Creating a brand is one of my most favorite challenges since I get to give form to thought, while following a set rule of ideas. There are many parts that come together in the process of creating an identity, but the most important part of it all is the logo. It establishes the way the rest of your identity will be executed. In this post, I’ll go over the steps I went through to create the first part of an identity for a fictional bookstore called Blint.
Step 1: Discovering the Brand
The most important part of this process was discovering the brand I was designing for and defining what set Blint apart from other bookstores. It was an investment towards building a solid foundation for ideas to grow off of, and a guide that would help pull stray thoughts back to a core concept. When you discover your brand’s personality, and its target audience, you can establish a strong concept—everything else will fall into place.

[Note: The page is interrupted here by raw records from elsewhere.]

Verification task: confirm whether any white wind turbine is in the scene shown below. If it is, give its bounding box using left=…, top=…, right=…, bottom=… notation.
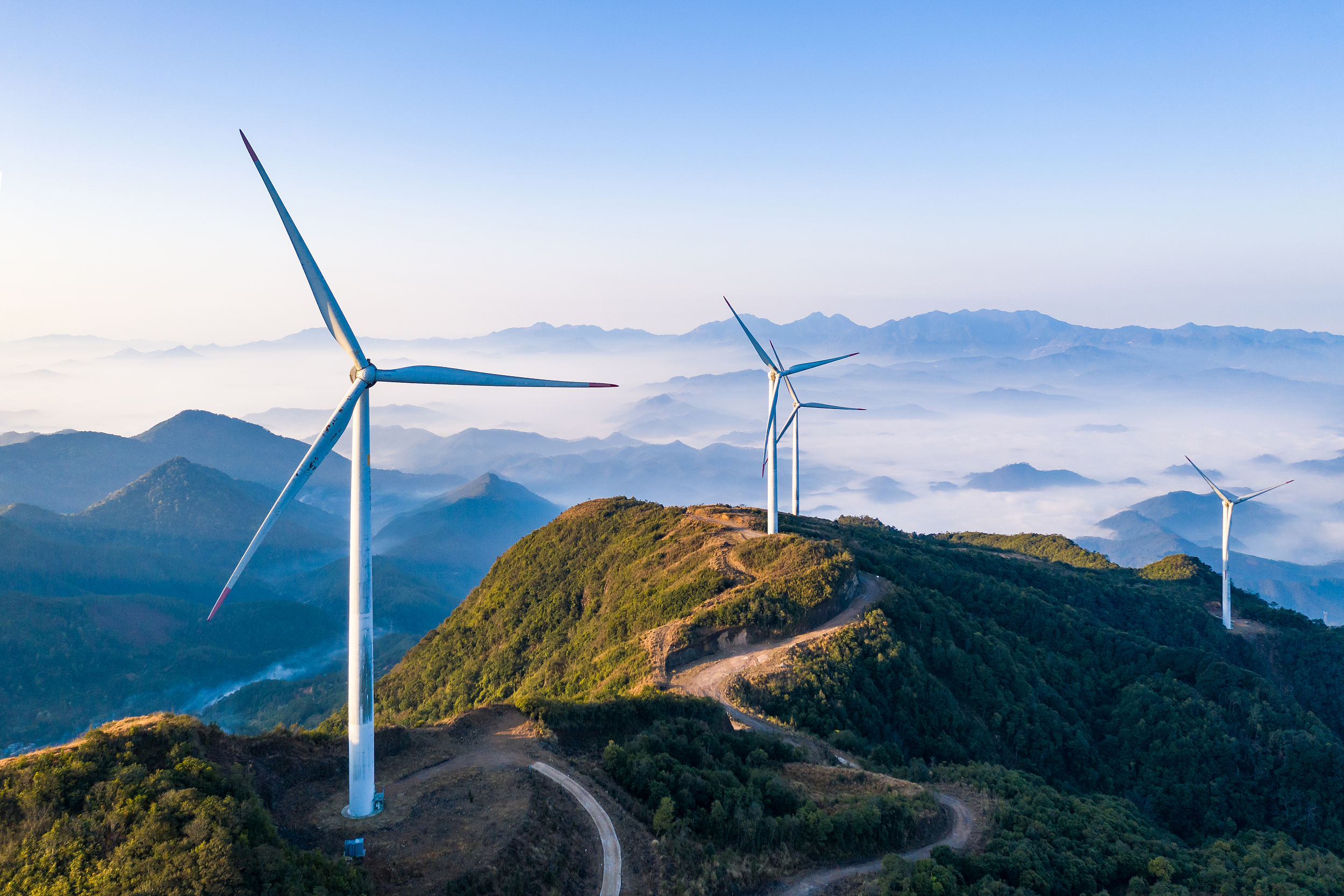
left=207, top=130, right=613, bottom=818
left=723, top=298, right=859, bottom=535
left=770, top=360, right=868, bottom=516
left=1185, top=457, right=1293, bottom=629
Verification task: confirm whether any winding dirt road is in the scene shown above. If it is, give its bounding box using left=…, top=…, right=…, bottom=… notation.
left=386, top=707, right=621, bottom=896
left=672, top=572, right=883, bottom=741
left=531, top=762, right=621, bottom=896
left=672, top=574, right=975, bottom=896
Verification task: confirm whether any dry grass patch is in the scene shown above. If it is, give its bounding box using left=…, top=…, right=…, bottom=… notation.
left=784, top=762, right=925, bottom=812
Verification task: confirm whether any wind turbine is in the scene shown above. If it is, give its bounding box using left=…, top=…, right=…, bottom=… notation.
left=1185, top=455, right=1293, bottom=629
left=207, top=130, right=614, bottom=818
left=770, top=352, right=868, bottom=516
left=723, top=297, right=859, bottom=535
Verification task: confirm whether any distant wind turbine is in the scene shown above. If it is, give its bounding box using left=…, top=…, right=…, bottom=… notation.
left=207, top=130, right=614, bottom=818
left=1185, top=457, right=1293, bottom=629
left=723, top=297, right=859, bottom=535
left=770, top=341, right=868, bottom=516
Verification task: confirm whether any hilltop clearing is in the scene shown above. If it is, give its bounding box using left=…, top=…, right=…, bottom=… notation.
left=363, top=498, right=1344, bottom=893
left=378, top=498, right=857, bottom=724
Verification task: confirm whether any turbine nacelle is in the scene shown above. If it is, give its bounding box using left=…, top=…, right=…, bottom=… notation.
left=723, top=296, right=862, bottom=535
left=1185, top=455, right=1293, bottom=629
left=220, top=130, right=614, bottom=818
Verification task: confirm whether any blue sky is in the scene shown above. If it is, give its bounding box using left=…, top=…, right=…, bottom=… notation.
left=0, top=3, right=1344, bottom=342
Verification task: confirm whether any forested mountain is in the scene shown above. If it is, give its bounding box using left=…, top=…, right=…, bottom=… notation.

I envisioned Blint as an upscale bookstore that strictly sold rare books and literary memorabilia. I imagined them to be an authority in the world of books, playing a key role in reminding everyone of the adventures that can lay hidden within a volume. The idea of Blint became clear—they were an extraordinary bookstore that preserved the past for today, reintroducing the excitement and the adventures found in books.
Step 2: Developing Sketches
Right off the bat I knew that Blint deserved a logotype that was just as unique as the brand. The name had enough personality to say it all, so why not show it through type?

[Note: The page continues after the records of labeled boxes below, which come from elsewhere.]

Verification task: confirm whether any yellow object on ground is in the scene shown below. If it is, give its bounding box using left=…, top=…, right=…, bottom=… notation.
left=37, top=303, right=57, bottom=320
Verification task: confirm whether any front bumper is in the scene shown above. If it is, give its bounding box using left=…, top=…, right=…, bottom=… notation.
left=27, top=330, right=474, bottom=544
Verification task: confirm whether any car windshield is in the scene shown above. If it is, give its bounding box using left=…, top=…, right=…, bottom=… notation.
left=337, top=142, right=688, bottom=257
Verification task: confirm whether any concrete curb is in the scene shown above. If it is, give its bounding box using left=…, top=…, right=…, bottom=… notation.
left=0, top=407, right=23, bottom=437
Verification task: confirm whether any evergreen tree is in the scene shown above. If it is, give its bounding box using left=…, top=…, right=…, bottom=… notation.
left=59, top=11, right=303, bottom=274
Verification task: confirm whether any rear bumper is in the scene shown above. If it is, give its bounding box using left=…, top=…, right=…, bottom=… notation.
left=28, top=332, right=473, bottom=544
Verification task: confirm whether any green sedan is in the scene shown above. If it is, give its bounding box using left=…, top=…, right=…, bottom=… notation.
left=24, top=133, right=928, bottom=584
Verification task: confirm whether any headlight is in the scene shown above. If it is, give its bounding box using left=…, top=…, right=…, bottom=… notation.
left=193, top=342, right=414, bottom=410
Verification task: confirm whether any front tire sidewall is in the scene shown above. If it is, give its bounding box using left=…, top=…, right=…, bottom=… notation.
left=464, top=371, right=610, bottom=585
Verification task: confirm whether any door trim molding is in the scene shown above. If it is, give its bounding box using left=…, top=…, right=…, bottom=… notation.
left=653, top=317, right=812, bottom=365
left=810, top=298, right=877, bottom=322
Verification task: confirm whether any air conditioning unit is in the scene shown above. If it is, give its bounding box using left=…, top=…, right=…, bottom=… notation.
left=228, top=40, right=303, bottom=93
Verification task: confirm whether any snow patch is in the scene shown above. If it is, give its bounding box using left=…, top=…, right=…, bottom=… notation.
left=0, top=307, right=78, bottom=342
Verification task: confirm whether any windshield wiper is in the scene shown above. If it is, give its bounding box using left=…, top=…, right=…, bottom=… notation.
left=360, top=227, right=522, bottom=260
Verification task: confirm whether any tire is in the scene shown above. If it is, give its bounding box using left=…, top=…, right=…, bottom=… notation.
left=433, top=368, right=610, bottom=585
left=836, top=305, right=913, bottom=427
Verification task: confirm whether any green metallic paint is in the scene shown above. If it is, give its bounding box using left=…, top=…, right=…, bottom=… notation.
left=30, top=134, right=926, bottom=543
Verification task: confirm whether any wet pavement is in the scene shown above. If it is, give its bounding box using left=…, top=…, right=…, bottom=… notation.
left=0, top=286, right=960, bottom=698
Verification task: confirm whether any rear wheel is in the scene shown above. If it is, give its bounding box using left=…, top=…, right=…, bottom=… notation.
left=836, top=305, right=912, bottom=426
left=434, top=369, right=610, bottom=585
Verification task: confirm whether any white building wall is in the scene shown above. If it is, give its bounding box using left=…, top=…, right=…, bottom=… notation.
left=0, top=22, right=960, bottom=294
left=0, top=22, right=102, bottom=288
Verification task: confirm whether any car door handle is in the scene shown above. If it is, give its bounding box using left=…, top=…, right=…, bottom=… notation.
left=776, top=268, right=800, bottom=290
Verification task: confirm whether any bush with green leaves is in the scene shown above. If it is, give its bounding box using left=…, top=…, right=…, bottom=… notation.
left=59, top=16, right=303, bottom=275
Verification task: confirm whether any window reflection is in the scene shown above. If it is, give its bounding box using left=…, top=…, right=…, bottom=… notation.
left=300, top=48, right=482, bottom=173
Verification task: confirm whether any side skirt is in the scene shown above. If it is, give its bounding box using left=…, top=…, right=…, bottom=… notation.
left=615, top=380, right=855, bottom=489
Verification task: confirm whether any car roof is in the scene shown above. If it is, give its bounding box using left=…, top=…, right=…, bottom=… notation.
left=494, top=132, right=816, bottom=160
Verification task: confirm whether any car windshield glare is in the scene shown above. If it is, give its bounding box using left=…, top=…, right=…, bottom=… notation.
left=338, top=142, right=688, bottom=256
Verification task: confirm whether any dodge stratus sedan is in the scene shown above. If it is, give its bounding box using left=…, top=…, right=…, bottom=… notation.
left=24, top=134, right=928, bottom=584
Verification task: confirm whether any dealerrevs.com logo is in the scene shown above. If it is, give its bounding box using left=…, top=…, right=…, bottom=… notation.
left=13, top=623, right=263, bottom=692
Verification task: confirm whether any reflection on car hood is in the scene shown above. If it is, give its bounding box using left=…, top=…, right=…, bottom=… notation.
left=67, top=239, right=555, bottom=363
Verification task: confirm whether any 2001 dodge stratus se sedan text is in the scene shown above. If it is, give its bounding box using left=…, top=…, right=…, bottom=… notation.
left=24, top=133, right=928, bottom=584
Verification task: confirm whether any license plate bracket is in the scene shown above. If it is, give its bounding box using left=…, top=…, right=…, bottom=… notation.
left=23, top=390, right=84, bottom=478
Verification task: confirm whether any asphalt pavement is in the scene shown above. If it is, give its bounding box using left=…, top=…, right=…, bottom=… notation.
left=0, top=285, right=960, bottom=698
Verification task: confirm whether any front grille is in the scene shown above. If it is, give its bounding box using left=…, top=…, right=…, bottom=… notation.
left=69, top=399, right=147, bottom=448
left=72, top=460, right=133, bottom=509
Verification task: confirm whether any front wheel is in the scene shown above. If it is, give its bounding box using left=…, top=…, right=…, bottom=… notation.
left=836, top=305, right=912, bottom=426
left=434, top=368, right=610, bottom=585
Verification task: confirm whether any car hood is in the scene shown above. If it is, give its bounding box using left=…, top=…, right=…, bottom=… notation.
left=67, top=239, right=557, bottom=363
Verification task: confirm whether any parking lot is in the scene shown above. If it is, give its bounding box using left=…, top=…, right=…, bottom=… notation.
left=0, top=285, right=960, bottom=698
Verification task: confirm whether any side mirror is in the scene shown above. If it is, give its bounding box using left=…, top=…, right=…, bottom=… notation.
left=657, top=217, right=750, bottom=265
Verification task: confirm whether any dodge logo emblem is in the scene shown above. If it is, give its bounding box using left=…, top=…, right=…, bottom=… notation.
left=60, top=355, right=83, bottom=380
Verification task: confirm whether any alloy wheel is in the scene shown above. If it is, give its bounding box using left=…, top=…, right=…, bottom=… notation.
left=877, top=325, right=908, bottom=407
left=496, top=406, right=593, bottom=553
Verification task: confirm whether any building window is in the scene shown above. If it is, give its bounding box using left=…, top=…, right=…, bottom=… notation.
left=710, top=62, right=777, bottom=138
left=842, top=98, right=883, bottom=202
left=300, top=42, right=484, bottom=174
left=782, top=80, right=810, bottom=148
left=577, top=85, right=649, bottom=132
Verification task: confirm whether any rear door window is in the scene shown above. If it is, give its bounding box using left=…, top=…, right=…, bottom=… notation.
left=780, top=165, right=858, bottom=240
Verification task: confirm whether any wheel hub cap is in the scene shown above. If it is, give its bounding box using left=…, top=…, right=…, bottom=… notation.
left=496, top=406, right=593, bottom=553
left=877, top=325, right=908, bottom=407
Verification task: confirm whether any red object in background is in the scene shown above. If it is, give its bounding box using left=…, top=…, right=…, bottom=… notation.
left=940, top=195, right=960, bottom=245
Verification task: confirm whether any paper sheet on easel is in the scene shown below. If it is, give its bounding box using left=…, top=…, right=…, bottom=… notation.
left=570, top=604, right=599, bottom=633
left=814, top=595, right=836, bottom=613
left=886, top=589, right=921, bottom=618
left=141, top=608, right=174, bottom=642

I started off with 5 different sketches that multiplied into dozens more, I found myself lost in creation. Reminding myself of Blint’s core concept helped gear my ideas towards the what was in the brand’s best interest. I knew that the answer to Blint’s logotype was hidden somewhere within these sketches, I just had to make a decision so I could discover it.
Step 3: Vectorizing
Below is the logotype sketch I chose. The mix between serif and script backed up the concept of the Blint: the serif–like qualities represented traditional fonts used in the
past, and the script-like qualities represented something unique, like someone’s signature. The combination of the two styles made me realize that there was a great opportunity to push this logotype forward, developing Blint’s more playful side, the side that reminds everyone of the adventures found in books.
Vectorizing my sketch made it easier to create variations of the logotype. It allowed me to concentrate on the successful elements of the sketch, which helped me figure out how to strengthen its weaker areas. I kept telling myself “do more, try harder, and don’t settle”. Hundreds of logotypes were created until I made a final decision on the logo.
Step 4: Variations
I felt like this was the most developed logotype of all the variations. It was both new and old, just like the company itself. I decided it was time to add color so I sampled colors from antique books and created different color schemes.
Adding color made the logo feel incomplete, so I stepped away for a few days. I wanted to see if I still felt the same way about its appearnce as time passed. Sure enough, I wanted the logo to be more, do more, and to have more dimension and personality.
Step 5: Do More
The logotype was too flat and constrained; I needed to open it up more, I needed more dimension, texture, and consistency. I revisited the core concept of the brand to see what elements I could add that would visually define and establish the logotype.
With a little tracing paper I was able to further tune the logotype so it looked more consistent. After vectorizing the adjustments and playing with variation, I began to see the brand’s personality. From there, everything fell into place.
Step 6: Finalizing
The logotype needed a few more details to help add dimension and establish its presence. After several weeks of sketching and fine tuning, Blint’s logotype was finally done.